Tentunya hal demikian akan berjalan dengan baik, apabila seperangkat sistem yang mengatur juga beroperasi dengan maksimal dan saling mendukung satu sam lain. Apabila kita melihat pada ranah lembaga pendidikan, tugas pendidik untuk mencarikan cara tepat bagi peserta didik untuk belajar, dan fungsi yang paling baik yang bisa ditawarkan kepada peserta didik, sehingga mereka dapat memeranakan diri sebagai subjek belajar selama mengikuti pendidikan untuk memberantas buta huruf misalnya. Pendidikan harus secara konsisten menemukan dan terus mencari cara-cara yang memudahkan peserta didik untuk melihat objek yang harus diketahui dan akhirnya dipelajari, sebagai sebuah masalah. Dalam hubungan antara pendidik dan peserta didik yang dimediatori oleh objek pegetahuan haruslah dengan di singkap, faktor yang paling penting adalah perkembangan adalah sikap kritis terhadap objek, bukannya apa yang diajarkan pendidik tentang objek. Maka ketika pendidik dan peserta didik sama-sama mendekati objek untuk dianalisa guna menemukan maknanya, mereka manemukan informasi yang benar untuk mendapatkan hasil analisa yang tepat. Mengetahui (to knows) tidak sama dengan menebak (to guees); informasi itu hanya akan bermanfaat jika kita dapat menangkap akar permasalahannya. Tanpa rumusan masalah yang tepat, maka proses mencari informasi bukanlah momentum belajar yang tepat dan proses tersebut hanya akan menjadi proses pengalihan informasi dari pendidik kepada peserta didik.[6]

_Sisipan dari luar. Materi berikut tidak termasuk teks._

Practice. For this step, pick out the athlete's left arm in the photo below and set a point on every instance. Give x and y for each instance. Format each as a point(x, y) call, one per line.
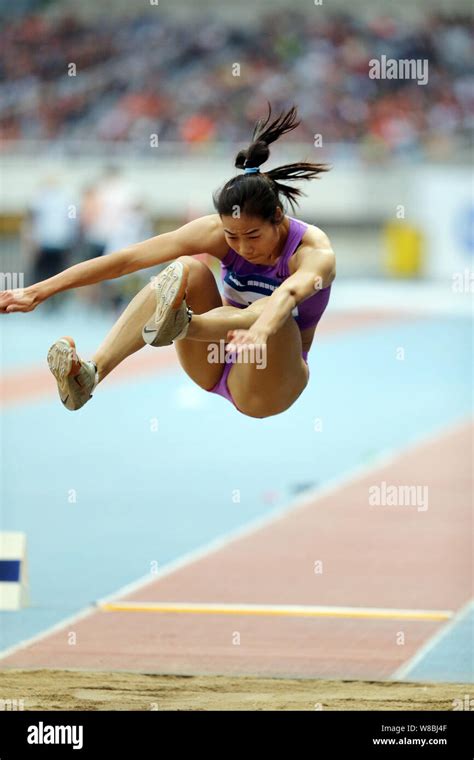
point(315, 269)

Kembali lagi pada pendidikan (kaum tertindas), pendidikan yang mereka alami dijalankan oleh kemurah-hatian otentik, kedermawanan humanis ( bukan humanitarian), menampilkan diri sebagai pendidikan manusia. Pendidikan yang berawal dari kepentingan-kepentingan egoistis para penindas yang membuat kaum tertindas jadi objek-objek hunatiraianisme, melestarikan dan mengedepankan penindasan. Pendidikan seperti itu adalah alat mendehumanisasikan manusia. Inilah sebebnya pendidikan kaum tertindas tak bisa dikembangkan atau dipraktikkan oleh kaum penindas.[7] Selain itu pula, penerapan pendidikan yang membebaskan memerlukan kekuatn politik, sementara kaum tertindas tidak memiliki itu. Itulah mengapa, pendidikan erat kaitannya dengan politisasi. Sistem pendidikan menjadi sentralistik dan bahkan otoriter, pihak penguasa memiliki kekuatan untuk mengatur semuanya. Ya kalau penguasa (pemerintah) benar-benar memahami betapa pentingnya pendidikan, maka ia akan mencurahkan perhatian yang lebih kepada pendidikan yakni liberasi pendidikan. Jadi, artinya tidak ada unsur politik dalam pendidikan yang memberatkan manusia dalam menjalani pendidikan. Bukan berarti pemerintah “lepas tangan” terhadap perkembangan pendidikan, namum lebiih kepada bagaimana otoritas pemerintah tidak mutlak dan absolut serta bebas dari unsur politisasi.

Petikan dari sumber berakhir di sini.